Il a tiré un ultime passing de revers qui a crucifié Novak Djokovic puis s’est roulé sur le court Suzanne-Lenglen. Les larmes peuvent couler. Avant d’arriver porte d’Auteuil, Marco Cecchinato, 72e mondial, n’avait pas gagné un seul match en Grand Chelem de sa carrière. Et voilà qu’il en remporte cinq d’affilée pour se hisser en demi-finales de Roland-Garros. Contre le Serbe et ses douze titres majeurs, l’Italien de 25 ans a livré mardi le match de sa vie, de loin le plus ébouriffant de toute la quinzaine, au terme d’un des tie-breaks les plus inouïs de la saison.

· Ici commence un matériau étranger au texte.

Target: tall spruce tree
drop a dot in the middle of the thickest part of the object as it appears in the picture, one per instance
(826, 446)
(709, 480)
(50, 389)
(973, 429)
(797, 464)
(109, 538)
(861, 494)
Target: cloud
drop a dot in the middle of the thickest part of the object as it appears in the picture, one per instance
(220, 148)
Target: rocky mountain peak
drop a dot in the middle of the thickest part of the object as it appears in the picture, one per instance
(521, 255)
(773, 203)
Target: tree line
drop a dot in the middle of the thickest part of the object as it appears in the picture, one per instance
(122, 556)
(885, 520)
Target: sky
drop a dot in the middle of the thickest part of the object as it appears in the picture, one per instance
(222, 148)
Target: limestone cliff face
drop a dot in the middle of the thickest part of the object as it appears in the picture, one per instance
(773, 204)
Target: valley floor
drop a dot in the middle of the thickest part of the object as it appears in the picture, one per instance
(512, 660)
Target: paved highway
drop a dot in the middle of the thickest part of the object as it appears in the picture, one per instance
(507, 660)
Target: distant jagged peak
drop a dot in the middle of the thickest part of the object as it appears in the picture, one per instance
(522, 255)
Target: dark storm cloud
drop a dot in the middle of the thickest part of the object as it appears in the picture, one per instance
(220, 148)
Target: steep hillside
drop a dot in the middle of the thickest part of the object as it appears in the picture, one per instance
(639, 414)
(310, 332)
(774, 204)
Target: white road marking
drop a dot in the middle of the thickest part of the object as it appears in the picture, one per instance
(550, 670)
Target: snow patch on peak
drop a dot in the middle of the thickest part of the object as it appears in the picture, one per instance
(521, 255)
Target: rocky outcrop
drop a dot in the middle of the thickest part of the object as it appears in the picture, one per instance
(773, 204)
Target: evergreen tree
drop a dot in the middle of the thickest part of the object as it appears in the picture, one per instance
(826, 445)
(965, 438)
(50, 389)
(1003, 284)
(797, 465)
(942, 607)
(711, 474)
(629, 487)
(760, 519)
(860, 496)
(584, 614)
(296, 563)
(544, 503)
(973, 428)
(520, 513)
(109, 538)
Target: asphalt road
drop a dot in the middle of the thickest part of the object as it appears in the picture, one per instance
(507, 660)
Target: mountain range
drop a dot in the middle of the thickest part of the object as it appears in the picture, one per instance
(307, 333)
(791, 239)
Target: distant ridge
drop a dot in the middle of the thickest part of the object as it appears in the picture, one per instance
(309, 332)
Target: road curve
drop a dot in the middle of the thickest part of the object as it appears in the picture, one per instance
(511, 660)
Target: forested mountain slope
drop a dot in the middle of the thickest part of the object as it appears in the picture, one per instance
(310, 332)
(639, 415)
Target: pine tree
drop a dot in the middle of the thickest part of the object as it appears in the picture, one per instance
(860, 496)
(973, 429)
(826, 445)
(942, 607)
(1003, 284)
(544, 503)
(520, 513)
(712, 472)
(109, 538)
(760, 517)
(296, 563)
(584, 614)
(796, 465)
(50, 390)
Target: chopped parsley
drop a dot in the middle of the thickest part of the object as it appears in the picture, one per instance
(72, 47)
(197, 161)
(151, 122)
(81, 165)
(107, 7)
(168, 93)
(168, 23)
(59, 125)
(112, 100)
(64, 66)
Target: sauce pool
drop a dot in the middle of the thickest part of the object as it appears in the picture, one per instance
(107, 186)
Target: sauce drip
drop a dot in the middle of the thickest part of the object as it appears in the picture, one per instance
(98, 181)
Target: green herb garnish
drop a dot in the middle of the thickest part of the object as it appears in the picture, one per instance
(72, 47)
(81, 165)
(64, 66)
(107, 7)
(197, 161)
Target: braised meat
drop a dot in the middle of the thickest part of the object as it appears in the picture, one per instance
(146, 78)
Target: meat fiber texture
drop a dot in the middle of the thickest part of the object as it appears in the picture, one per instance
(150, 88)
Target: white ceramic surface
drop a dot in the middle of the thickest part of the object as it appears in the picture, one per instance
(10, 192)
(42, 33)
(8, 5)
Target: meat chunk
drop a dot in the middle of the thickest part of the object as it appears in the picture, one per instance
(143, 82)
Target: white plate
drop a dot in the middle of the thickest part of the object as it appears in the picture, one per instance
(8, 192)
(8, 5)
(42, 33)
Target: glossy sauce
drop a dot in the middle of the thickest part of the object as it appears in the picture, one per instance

Le Djokovic appliqué de ses quatre premiers matchs a été rattrapé par ses doutes et ses démons des derniers mois. Soigné par deux fois – d’abord au cou puis au mollet droit –, I’ancien numéro un mondial a fini tel un pantin désarticulé, bras et jambes engourdis, manquant trois balles de quatrième set après avoir mené 4-1.

Suspension et vice de forme

Pressé de se dérober aux journalistes, le Serbe – visiblement contrarié – a expédié ses obligations médiatiques. « Marco n’a pas paru impressionné de se retrouver sur un grand court ou par l’enjeu du match, a-t-il concédé. Moi, je ne sais pas ce qui m’est arrivé. Je n’ai pas su gérer les moments importants. J’ai manqué un peu de chance aussi… »

De la chance, Marco Cecchinato (prononcer « tchékinato ») n’en manque pas, lui dont le chiffre fétiche est le 13, tatoué sur le poignet. Fin avril, à Budapest, il est éliminé des qualifications. Repêché in extremis, le lucky loser remporte le tournoi, le premier de sa carrière sur le grand circuit. Depuis mars, il y a gagné treize matchs, trois fois plus que lors des cinq dernières années…

Le Sicilien tutoie les étoiles après avoir touché le fond. En octobre 2015, il affronte le Polonais Kamil Majchrzak à l’occasion d’un tournoi Challenger (la deuxième division du tennis) au Maroc. Il a alors 23 ans, pointe à la 143e place mondiale, et perd ce jour-là en deux sets. Après enquête, il est accusé d’avoir parié sur sa propre défaite, et donc balancé la rencontre. Pire, sa fédération lui reproche un autre match caviardé lors d’un Challenger en République tchèque en 2015 et « d’avoir donné des informations confidentielles sur une rencontre entre Andreas Seppi et John Isner à Roland-Garros en 2015 ».

« Je ne veux pas aborder cette question. Laissez-moi profiter de ces instants »

Le dossier est épais. Cecchinato écope d’une suspension de dix-huit mois et de 40 000 euros d’amende. Il sera finalement relaxé six mois plus tard pour vice de forme. « Je ne veux pas aborder cette question, a-t-il balayé sèchement hier, comme à chacune de ses conférences de presse depuis le début du tournoi. Laissez-moi profiter de ces instants… »

Depuis dix jours, Cecchinato pratique « le tennis de sa vie » sur la terre battue parisienne. Rien ne peut l’arrêter. Au premier tour, il comble un retard de deux sets face à Marius Copil, élimine ensuite le lucky loser argentin Marco Trungelliti avant de faire tomber Pablo Carreño Busta, tête de série n°10 du tournoi. En huitième, David Goffin (9e mondial) connaît le même sort. « Depuis le début du tournoi, je suis concentré à l’entraînement. Sur le court, je suis plus déterminé. Cela n’a pas toujours été le cas par le passé », résumait-il dimanche après sa victoire sur le Belge.

Face à Djokovic, les spectateurs ont encore admiré son revers à une main et sa panoplie de pur terrien : efficacité en retour, large couverture de terrain et jeu qui flirte avec les lignes. Ajoutez à cela de l’audace et des nerfs, et voilà le joueur le moins bien classé dans le dernier carré de Roland-Garros depuis le revenant Andreï Medvedev (n°100) en 1999.

En demi-finales, Marco Cecchinato retrouvera l’Autrichien Dominic Thiem, vainqueur d’Alexander Zverev. Le Palermitain, formé, lui, dans le sud du Tyrol, part optimiste : « La dernière fois qu’on s’est joués, je l’ai battu. » C’était en finale d’un tournoi Future à Modène il y a… cinq ans.